8) If there’s one power that’s currently the jurisdiction of the province or the federal governments, but should be transferred to municipalities, what would it be and why?
I would prefer to see cities have more of an ability to chart their own course when it comes to growth.
9) How do you define a taxpayer? What is the responsibility of a councillor when it comes to budgeting?
I would define a taxpayer in the broadest possible sense. Taxpayers are everyone who lives and works in Guelph. I know it’s more complicated than that, but I think that’s a pretty good way of looking at it.
When it comes to budgeting, I think council has to be responsible and accountable. There are times when it is necessary to make bold moves; there are times when it’s necessary to invest in our city and the services provided.
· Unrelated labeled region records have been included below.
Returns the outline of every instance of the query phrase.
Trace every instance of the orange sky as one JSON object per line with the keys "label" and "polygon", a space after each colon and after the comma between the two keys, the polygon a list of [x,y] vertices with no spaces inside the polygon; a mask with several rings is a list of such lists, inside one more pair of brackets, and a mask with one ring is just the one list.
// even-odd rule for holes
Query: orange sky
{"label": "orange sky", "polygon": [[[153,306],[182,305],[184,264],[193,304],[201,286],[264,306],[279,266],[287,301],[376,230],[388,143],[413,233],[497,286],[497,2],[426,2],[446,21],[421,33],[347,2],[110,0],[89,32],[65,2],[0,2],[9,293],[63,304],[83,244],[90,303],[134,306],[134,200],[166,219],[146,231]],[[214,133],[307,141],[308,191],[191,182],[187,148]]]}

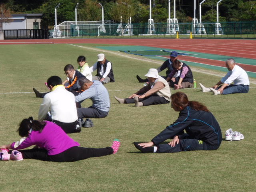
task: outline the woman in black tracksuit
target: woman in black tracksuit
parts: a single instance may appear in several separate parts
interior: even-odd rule
[[[213,115],[204,105],[189,101],[184,93],[172,95],[171,106],[179,111],[179,117],[149,142],[134,142],[143,153],[172,153],[197,150],[216,150],[221,143],[220,128]],[[186,133],[185,133],[184,130]],[[173,139],[168,144],[160,144]],[[153,145],[155,146],[153,147]]]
But we need to be honest and upfront about it. And we also need to realize we are dealing with taxpayer money. It must be spent wisely.
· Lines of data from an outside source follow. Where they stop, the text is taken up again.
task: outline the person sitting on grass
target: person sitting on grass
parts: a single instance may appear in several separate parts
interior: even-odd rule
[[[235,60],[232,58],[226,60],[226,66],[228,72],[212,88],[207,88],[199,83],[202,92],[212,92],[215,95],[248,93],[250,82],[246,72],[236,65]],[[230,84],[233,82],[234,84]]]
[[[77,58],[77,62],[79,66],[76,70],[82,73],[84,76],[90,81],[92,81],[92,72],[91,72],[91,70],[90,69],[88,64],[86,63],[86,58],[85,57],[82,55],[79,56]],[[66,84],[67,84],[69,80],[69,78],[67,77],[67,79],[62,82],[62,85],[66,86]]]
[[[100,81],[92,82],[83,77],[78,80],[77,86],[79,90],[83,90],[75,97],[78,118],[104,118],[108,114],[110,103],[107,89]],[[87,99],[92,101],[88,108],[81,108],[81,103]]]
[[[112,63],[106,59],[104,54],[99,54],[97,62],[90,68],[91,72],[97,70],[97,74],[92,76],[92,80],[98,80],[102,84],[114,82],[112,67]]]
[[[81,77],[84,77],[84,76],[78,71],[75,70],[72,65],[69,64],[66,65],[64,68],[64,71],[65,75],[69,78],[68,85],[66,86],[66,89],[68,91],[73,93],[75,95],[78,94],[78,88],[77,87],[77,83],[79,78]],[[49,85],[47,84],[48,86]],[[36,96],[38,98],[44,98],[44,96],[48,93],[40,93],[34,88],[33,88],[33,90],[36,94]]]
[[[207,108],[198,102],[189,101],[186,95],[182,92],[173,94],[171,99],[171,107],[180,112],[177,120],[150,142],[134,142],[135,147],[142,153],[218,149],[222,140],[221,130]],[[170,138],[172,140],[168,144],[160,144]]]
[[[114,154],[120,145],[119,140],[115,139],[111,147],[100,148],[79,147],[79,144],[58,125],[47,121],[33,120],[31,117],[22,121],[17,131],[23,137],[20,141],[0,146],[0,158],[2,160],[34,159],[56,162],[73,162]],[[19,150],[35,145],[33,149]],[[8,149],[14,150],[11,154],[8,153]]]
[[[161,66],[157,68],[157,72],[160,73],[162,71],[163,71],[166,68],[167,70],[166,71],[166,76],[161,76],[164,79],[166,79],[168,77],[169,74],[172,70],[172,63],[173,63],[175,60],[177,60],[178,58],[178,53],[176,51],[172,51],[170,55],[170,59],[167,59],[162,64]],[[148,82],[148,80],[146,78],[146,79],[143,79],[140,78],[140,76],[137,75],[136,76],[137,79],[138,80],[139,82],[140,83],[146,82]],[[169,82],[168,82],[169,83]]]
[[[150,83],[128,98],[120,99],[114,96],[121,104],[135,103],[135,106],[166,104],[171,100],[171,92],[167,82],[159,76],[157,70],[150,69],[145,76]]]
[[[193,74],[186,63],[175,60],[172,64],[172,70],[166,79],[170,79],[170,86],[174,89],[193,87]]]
10) Hypothetical: The City’s in a budget crunch, and a substantial tax increase is cost prohibitive for the average Guelphite, so a cut *has* to be made. What City of Guelph service do you look at and why?
Hypothetical questions are kryptonite for any politician. Without knowing the entire circumstances, it’s tough to really answer. I’d prefer to avoid getting into the situation. If there was no choice, I think I would go back to charging for parking in the downtown. We’ve had free parking in the downtown for a while now, it would be interesting to see what changes come about as a result of paying to park. This is something we could study; does it ease parking in the downtown? It would be a cut, but we might be able to gain some useful data in the process. We might actually turn a negative into a positive. Keep in mind, this is not a policy I’m advocating for.
11) Describe a time you had to make a tough decision, and the thought process you went through in order to reach that decision? (Doesn’t have to be political)
My life is filled with difficult decisions. I teach at a University – I have to make decisions all the time on everything from student grades to curriculum. For years, I worked in television news, where tough choices have to be made about what to cover given the resources we have available.
I am also an umpire who has worked at the highest levels of baseball in this country. Working as an umpire, one has to make decisions all the time – many of which are not popular, many of which are done in the face of huge criticism.
12) Is there a municipal issue that you don’t think gets enough attention? What is it and why should it get more attention?
I’m starting to think that I’m the only one bothered by this. But I never liked the move from 3-year terms to 4-year terms in municipal elections. I realize it’s been in place since 2006, but it’s really entrenched incumbents. I think it’s increased the distance between the residents and their government. And I think municipal government is different from other levels. I understand that there is a cost savings involved too with having less frequent elections. But with fixed election dates in Ontario, municipal and provincial elections will almost always be in the same year, which can result in voter fatigue. This will probably be the last time I talk about this.